🤖 AI Summary
This work addresses the challenge of accurate and real-time anomaly detection in industrial control systems (ICS), where complex dependencies among sensors and actuators hinder existing approaches. To this end, it pioneers the integration of large language models (LLMs) into ICS anomaly detection by proposing a multi-stage prompt engineering framework to construct an initial dependency graph, followed by an LLM-Optimization mechanism that iteratively refines the graph structure—achieving notable improvements in node accuracy, edge consistency, and logical coherence. Building upon this enhanced graph, the method employs a refined graph neural network encoder-decoder architecture to detect anomalies in industrial spatiotemporal graphs via reconstruction error. Evaluated on nine datasets—including two public, six simulated, and one real-world robotic arm dataset—the approach significantly outperforms twelve state-of-the-art baselines in both F1-score and the time-aware metric eTaF1.
📝 Abstract
Industrial Internet systems face increasing threats from sophisticated industrial control system (ICS) attacks, resulting in critical safety incidents. However, existing tools exhibit limited effectiveness in real-time anomaly detection due to the complex dependencies among sensors and actuators.

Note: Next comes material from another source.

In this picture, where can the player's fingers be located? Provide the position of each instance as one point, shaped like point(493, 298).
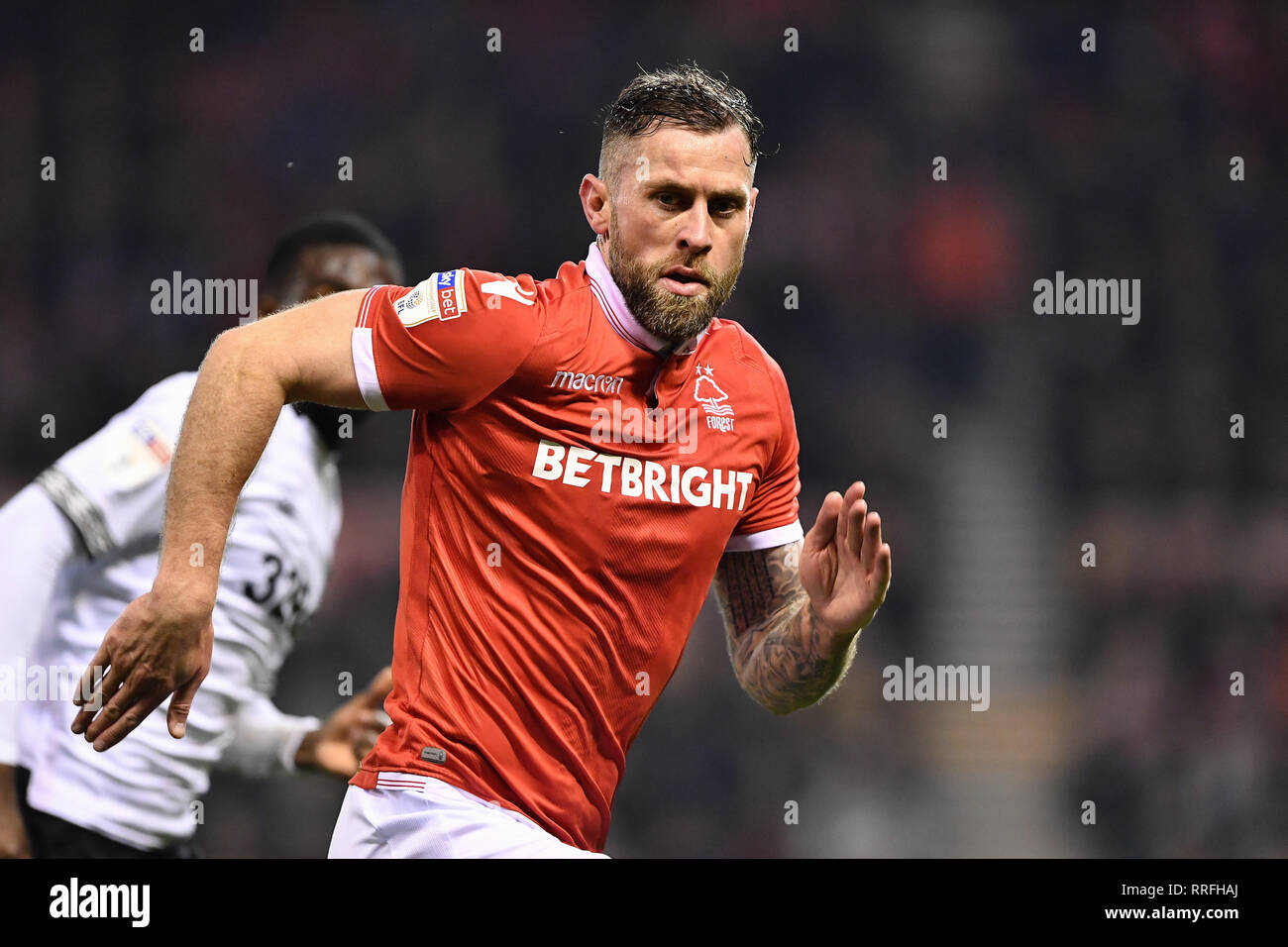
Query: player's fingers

To tackle this, we present IstGPT, the first industrial anomaly detection tool based on LLMs and graph learning to provide real-time protection against a wide range of ICS attacks. IstGPT achieves fine-grained and precise modeling on spatial-temporal dependencies in industrial cyber-physical systems. It first leverages industrial multi-modal knowledge, including operational data, technical documents, and system diagrams, to extract sensor-actuator dependency graphs via multi-stage prompt engineering. Then, LLM-Optimation iteratively refines the graph based on node accuracy, edge consistency, and logical coherence. Finally, IstGPT integrated improved graph neural networks with an encoder-decoder architecture to detect anomalies via reconstruction errors. We evaluate IstGPT against 12 state-of-the-art baselines on 9 datasets, including 2 public, 6 simulated, and a real-world robotic arm dataset. IstGPT achieves the best F1-scores and eTaF1 (a newer time-aware metric) across nine datasets. We further discuss the feasibility of deploying IstGPT in real-world industrial scenarios.